During the end-run of business school, on June 23 2008, we were so drained and head-screwed-on-wrong and stressed and just plain wrung out like old dirty washcloths that you could feel the sheer limp exhaustion hanging in the air like a bad hangover.

One of the Belgians decided, in his infinite wisdom, that June 23 would henceforth be known as International Bloody  Mary Day, and it was a Good Thing.
That morning, a few of us set up a table on a sunny lawn outside one of the main lecture halls on campus, liberally stocked with tomato juice, salt, pepper, Tabasco, limes, celery (you can’t have a good Bloody Mary without an obnoxious bush of celery hanging out of your glass) and, of course, a Soviet motor rifle division command headquarters’ worth of third rate vodka.  It helped that some of the more alcoholic of our class had made good friends with the bar counter staff in the school cafeteria, and so generous quantities of ice were on hand to help deal with the welcome heat of a sunny French morning.
The welcoming drinks, chairs, and friendly drunks served to persuade an appreciable number of weaker-willed passers-by to join the party, while at the latest, the third or fourth Bloody Mary in turn dissuaded them from bothering to attend class.  All the while, a withering hurricane of envious looks passed our way from the poor saps caught in a mind-numbingly dull economics lecture (or at least it must have seemed that way, compared to the happy drunks reveling in the sunshine outside.)  There was always room at the table, with participants stumbling off to sleep off the first round or two under the trees nearby.

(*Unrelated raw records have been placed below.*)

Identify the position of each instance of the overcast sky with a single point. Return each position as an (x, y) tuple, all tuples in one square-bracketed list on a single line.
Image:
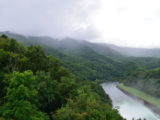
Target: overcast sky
[(133, 23)]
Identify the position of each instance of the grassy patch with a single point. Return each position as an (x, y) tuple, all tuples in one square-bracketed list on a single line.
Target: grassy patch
[(142, 95)]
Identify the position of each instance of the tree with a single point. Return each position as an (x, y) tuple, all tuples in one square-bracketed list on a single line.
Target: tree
[(19, 99), (86, 106)]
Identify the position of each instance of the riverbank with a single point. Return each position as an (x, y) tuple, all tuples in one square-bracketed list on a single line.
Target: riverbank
[(150, 101)]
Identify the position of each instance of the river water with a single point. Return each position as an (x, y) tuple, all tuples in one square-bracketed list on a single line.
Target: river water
[(127, 106)]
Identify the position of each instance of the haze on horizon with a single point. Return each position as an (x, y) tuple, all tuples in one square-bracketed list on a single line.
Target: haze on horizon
[(133, 23)]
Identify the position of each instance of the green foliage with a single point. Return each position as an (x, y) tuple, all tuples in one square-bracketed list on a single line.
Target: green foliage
[(48, 87), (86, 106), (19, 98)]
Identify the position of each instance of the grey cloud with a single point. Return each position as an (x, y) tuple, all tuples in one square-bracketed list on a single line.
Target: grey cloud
[(46, 17)]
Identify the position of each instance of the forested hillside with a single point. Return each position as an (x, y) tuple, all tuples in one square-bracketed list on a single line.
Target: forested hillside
[(36, 86), (61, 81)]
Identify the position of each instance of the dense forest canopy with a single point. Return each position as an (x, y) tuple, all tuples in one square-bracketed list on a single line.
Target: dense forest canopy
[(38, 81), (36, 86)]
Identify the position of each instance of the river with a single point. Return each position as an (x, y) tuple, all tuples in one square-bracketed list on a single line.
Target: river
[(127, 106)]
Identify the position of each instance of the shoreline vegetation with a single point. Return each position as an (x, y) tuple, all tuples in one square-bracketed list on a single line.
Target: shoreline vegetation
[(150, 101)]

Person after person was persuaded to drop their no doubt important homework / job search / social plans and join the fun; even running out of vodka was no impediment to the single-minded impromptu bar outside.  The Belgian connection came through once again, not only recruiting a compatriot finance professor to join us for a snort, but convincing him to donate a long-dormant bottle of vodka that a student had once presumably attempted to bribe him with.
And so, June 23 is now International Bloody Mary Day.  Just don’t forget the celery.  It’s not a real bloody mary without it.